There is a phrase about severely worm-infested furniture, that it is only in one piece because the woodworms hold hands.

The same might be said for modern medicine. ‘Medical Science’ only holds together because doctors worldwide have agreed not to challenge its overall hegemony Even those few doctors who go it alone and challenge medical practice do so, only in narrow areas, such as nutrition, statins, or psychiatric drugs,. These ‘rebellions’ are contained or quelled, by bringing the doctor before their regulatory body, as in the case of Dr Sarah Myhill or ignored as with Dr Michael Moseley. So, like the Roman Empire, Western Medicine can continue to rule long after it has been beneficial for the citizens.

There are two major areas where Western Medicine has been life-changing – trauma surgery and infection. Most of the major improvements in life expectancy have come from public health, such as improving sanitation and providing fresh water.

The Romans also had good public health, building aqueducts, sewers and draining swamps to interrupt the lifecycle of the mosquito and thus prevent malaria or bad/mal air disease. Galen, father of modern medicine, was doctor surgeon to the Gladiators of the Coliseum, with only one gladiator dying outside the ring during his three-year tenure of this prestigious post. By comparison, his predecessor lost eighty Gladiators.

Galen provided medicine with a systematic framework, still in use today. Whilst most medical ideas were developed during the 19th and early twentieth century I recently retook various medical exams, only to be reassured that almost nothing has changed in the last forty years. There can be few fields of human endeavour, apart from the moon landings, that have so successfully sidestepped progress.

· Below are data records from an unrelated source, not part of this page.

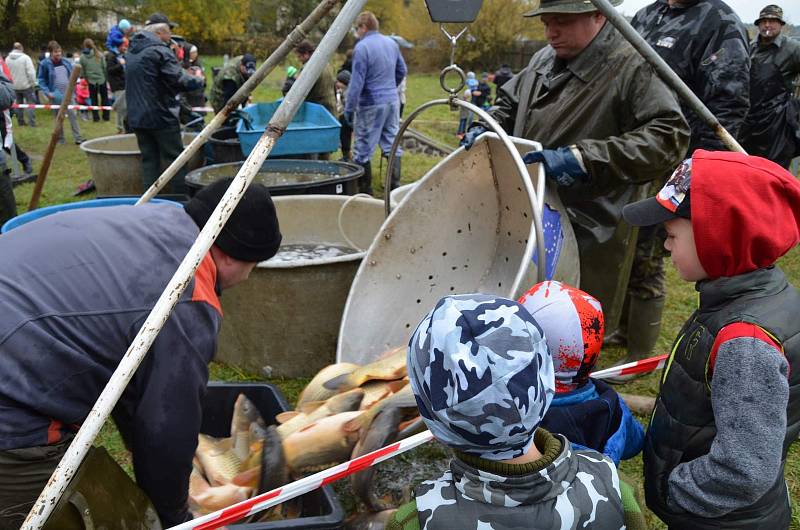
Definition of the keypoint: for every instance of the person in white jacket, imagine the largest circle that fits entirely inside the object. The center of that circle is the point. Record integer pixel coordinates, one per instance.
(23, 76)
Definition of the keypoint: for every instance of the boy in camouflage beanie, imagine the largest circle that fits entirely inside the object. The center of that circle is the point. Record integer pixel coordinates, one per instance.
(587, 411)
(483, 380)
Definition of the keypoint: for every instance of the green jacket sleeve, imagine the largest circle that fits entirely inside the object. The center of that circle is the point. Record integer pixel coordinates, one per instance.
(656, 136)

For example, CT Scanners, MRI Scanners, Ultrasound Scans, operating microscopes and keyhole surgery were around in the eighties. Drugs have become more sophisticated, and one or two new ideas have emerged but with the invasion of money and the Pharmaceutical industrusty, big business has secured the status quo.

Yet very few areas of Medical Science withstand rational scrutiny. And with medical micro specialisation balanced against the self-interest of General Practice, medicine lacks any vestige of internal consistency. For example, big pharma depends on randomised controlled trials to gain FDA licences for its products. But nothing about disease is random. Disease does not happen out of the blue. Disease is rare in truly happy, healthy people. Instead it associates with poverty, other medical conditions, stress and poor lifestyles.

Treating high blood pressure with medication alone is irrational. It requires frequent blood pressure checks because the disease process that means the body needs a high pressure blood pump has not been altered or even discovered. Hence year on year, the blood pressure rises. Yet high blood pressure is rare in undeveloped countries. Thus although lowering blood pressure seems to be a good idea, no one knows why blood pressure rises in the first place.

The above paradox is the case for all chronic diseases. They get worse with time, because the underlying mechanism is unknown or ignored. And were the patient to be cured, there would be no business. As far as the Health Industry is concerned, the healthy person has no life time value, and hence is a poor investment.